Richard S. Finn, MD concludes the discussion by commenting on areas of unmet need in the care of HCC and emphasizes the potential impact of trials studying treatment combination and sequencing.
Richard S. Finn, MD: One of the important issues moving ahead, and I commented on this earlier in the transition to systemic treatment. Now that we have regimens that are inducing objective responses, with a significant survival benefit. And again, we saw at ASCO this year that those who have an objective response or stable disease, versus those who have progressive disease, the hazard ratio is very low, around 0.2, 0.3 range. Indicating that these patients have a very good prognosis with systemic treatment. And the responders, do better than even those that have stable disease. Now, given those types of data and evolving data with checkpoint inhibitors and TKIs, it's important to keep in mind that continuing to do local regional treatment when patients have disease progression, the local regional treatment, may be detrimental. Because we risk them developing a worsening decompensation before they get exposed to systemic treatments. And again, that's very important for us to stay involved with our patients early on. There was some data again, from a center in Asia presented at ASCO GI that looked at early introduction of lenvatinib after chemoembolization, versus later on after patients have completed chemoembolization. And those who had earlier introduction of systemic treatment with lenvatinib tended to do better than those that had a late introduction. And there's several clinical trials looking at these questions, looking at immune checkpoint inhibitors, either as single agents or in combination with bevacizumab or with lenvatinib in combination with taste intermediate disease. And these phase three studies are ongoing. These are important questions to ask. There are also ongoing studies looking at these combinations in the regiment setting, introducing immune checkpoint inhibitors, either a single agent or in combination with bevacizumab or TKIs, after resection or curative ablation. And we're waiting for several phase three studies in the frontline setting, to readout. As mentioned lenvatinib and pembrolizumab, as well as to I/O-I/O combinations, durvalumab and tremelimumab, as well as ipilimumab and nivolumab. Those studies are looking at I/O-I/O combinations versus TKIs in the frontline setting. And they've completed approval and we're waiting for events. And so, it's a very exciting time in liver cancer. Potentially, we'll have further frontline options besides the ones we discussed.

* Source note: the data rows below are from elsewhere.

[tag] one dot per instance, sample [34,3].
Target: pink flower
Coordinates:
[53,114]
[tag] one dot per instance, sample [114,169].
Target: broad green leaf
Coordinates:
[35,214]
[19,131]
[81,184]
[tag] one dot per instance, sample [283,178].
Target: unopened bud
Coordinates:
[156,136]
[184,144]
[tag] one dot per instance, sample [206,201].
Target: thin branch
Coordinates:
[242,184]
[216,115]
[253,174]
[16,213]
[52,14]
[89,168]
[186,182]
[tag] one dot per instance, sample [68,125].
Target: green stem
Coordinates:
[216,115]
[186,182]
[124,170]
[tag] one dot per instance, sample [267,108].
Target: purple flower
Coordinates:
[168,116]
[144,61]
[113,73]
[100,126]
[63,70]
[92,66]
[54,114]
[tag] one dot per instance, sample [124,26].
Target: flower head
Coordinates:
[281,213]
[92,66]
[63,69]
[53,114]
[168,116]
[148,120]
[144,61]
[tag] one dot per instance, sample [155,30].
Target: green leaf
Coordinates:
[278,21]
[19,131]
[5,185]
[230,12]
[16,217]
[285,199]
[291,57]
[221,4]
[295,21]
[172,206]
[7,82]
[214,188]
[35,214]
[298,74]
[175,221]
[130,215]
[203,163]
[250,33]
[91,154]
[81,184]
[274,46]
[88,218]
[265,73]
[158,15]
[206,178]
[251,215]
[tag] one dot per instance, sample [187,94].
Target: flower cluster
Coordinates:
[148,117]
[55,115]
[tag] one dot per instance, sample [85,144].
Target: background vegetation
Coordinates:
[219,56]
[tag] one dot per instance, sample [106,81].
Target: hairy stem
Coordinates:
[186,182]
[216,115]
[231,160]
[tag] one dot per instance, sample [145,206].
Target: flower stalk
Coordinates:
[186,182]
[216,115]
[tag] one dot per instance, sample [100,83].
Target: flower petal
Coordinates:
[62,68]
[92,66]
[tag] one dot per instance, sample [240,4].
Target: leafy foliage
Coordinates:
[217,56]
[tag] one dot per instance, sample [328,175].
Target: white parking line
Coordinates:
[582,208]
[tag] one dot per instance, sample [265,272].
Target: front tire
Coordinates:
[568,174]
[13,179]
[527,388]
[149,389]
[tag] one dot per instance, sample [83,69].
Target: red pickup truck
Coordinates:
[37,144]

One of the large unmet needs now is what do we do in second line, now that I/O went to the frontline setting? For patients who get AtezoBev, we don't have prospective data on the activity of all the drugs we have approved, today. Many of us will sequence the available drugs based on how they were approved. So for example, a patient gets AtezoBev front line. These patients might get frontline TKI such as lenvatinib or sorafenib. And then at progression, go on to receive any of the second line approved drugs, such as regorafenib or cabozantinib, they have at high AFP. Ramucirumab might be an option as well. I don't think single-agent I/O will be used that often, after frontline AtezoBev. But again, not every patient get AtezoBev in the frontline. And for those patients who do get lenvatinib or sorafetinib then, single-agent I/O may be an option of progression. So a lot of data has been generated, in the past few years that has changed our management plans. And there are a lot of data yet to be seen from completed phase three studies, and then a lot of molecules in early development for this very serious disease that still has unmet needs. So, thank you very much for your attention. I hope you found this helpful.
This transcript has been edited for clarity.